One of the standard topologies to consider would be the lower-cone topology, whose basic open sets are the lower cones $i{\downarrow}=\{j\mid j\leq i\}$. In this topology, the open sets are exactly the downsets. If $i\in A_i$ is open, then indeed $i{\downarrow}\subseteq A_i$, and furthermore $(i{\downarrow})\cap(j{\downarrow})=(i\wedge j){\downarrow}$, so these sets $B_i=i{\downarrow}$ fulfill exactly your desired criterion.
But since you require only inclusion $B_i\cap B_j\subseteq B_{i\wedge j}$ rather than equality, the upper cone topology also has your feature. That is, the open sets are the upsets, then we may take $B_i=i{\uparrow}\subseteq A_i$, and simply observe that $(i{\uparrow})\cap (j\uparrow)\subseteq (i\wedge j){\uparrow}$ because anything above $i$ and $j$ is also above $i\wedge j$. Indeed, for this topology we would have $(i{\uparrow})\cup(j{\uparrow})\subseteq(i\wedge j){\uparrow}$.
But of course, there are other topologies that also have your feature. The indiscrete topology, in which the only open sets are $X$ and $\emptyset$, we would have $A_i=X$, and taking $B_i=X$ fulfills your property. Also, in the discrete topology, in which every set is open, we can take $B_i=\{i\}$ and fulfill your property.
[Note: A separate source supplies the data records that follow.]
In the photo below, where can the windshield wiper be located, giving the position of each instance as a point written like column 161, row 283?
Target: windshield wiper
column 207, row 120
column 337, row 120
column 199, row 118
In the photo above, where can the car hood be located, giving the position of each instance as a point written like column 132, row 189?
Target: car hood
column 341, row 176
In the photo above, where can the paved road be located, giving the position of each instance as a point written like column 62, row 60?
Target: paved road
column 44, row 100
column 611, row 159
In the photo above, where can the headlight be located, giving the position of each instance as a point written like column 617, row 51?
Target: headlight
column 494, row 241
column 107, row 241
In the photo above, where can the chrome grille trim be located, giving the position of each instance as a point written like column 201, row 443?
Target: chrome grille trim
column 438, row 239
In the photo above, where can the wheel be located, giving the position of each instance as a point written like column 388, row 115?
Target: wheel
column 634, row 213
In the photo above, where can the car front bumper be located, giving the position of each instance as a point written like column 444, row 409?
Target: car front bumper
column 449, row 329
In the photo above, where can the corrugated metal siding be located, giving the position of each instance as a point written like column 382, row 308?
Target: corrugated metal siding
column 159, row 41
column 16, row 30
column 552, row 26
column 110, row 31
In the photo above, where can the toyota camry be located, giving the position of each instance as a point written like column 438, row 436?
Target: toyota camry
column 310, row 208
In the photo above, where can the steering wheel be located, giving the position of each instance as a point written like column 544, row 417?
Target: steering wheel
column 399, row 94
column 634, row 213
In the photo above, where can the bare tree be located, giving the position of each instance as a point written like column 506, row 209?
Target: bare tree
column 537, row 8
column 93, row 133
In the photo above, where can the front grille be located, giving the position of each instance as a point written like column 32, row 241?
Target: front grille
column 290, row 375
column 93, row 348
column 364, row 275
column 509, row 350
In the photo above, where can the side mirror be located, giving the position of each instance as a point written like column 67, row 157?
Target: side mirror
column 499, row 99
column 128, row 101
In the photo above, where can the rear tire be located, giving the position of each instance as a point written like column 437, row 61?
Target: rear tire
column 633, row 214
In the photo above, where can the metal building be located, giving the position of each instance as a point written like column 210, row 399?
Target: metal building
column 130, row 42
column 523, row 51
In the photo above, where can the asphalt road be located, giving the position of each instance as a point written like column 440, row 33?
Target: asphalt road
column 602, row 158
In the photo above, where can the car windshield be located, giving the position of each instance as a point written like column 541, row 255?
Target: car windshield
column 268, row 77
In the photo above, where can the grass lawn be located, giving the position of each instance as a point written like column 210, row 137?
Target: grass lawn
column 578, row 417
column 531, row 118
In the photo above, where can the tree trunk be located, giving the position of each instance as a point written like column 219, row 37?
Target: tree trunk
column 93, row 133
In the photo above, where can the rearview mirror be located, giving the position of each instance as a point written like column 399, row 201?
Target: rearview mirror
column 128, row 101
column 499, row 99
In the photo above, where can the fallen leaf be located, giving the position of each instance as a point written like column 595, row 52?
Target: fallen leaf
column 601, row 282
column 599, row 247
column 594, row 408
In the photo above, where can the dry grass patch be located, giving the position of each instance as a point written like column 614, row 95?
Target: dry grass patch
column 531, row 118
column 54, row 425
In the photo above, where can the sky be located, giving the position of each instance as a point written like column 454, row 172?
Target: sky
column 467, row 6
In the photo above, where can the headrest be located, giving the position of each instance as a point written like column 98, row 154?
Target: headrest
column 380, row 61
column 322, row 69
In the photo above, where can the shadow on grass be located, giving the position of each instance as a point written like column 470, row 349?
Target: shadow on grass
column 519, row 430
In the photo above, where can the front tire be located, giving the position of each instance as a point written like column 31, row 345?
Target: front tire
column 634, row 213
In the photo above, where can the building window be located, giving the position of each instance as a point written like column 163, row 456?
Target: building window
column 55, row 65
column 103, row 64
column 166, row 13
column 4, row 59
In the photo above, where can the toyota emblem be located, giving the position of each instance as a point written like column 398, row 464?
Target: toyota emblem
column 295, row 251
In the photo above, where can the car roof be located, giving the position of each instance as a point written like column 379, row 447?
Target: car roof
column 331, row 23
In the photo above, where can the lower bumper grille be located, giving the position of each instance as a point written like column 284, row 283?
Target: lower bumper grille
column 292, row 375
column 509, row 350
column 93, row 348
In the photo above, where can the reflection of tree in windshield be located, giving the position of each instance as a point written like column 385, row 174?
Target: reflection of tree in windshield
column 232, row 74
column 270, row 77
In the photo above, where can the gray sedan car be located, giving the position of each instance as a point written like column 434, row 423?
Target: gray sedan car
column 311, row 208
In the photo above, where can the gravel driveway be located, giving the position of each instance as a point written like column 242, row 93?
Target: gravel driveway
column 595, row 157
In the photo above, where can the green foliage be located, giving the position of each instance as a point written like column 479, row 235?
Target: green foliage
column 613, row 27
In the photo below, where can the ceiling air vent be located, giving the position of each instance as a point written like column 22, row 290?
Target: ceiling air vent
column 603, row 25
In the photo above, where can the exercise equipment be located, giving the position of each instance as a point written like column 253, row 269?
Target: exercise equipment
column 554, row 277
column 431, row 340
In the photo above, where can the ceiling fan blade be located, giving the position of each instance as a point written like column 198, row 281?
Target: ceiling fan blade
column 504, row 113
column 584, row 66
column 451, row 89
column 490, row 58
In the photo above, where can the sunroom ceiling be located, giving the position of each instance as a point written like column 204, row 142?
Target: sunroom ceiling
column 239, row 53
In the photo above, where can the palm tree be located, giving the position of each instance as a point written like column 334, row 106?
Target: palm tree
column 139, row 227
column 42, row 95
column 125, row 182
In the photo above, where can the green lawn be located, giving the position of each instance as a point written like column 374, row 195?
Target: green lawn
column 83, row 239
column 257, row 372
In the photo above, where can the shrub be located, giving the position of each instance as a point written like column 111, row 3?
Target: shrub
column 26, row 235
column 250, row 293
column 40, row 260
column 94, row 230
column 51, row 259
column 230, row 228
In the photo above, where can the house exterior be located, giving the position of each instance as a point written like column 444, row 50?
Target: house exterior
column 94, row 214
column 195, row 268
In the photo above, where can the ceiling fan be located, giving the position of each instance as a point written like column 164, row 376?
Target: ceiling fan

Finally, let me point out that if one wants to insist on the identity $B_i\cap B_j=B_{i\wedge j}$, then this implies that the topology must be included in the lower cone topology as in the first example above. The reason is that if $j\leq i$, then $i\wedge j=j$ and so $j\in B_j=B_{i\wedge j}= B_i\cap B_j$ and so in particular $j\in A_i$ and thus $A_i$ must contain every element of $i{\downarrow}$. In particular, in this case every open neighborhood $A_i$ of any $i$ must contain the lower cone below $i$, and consequently, every open set must be downward closed. Thus, with the stronger $B_i\cap B_j=B_{i\wedge j}$ requirement, the topology is contained in the lower cone topology.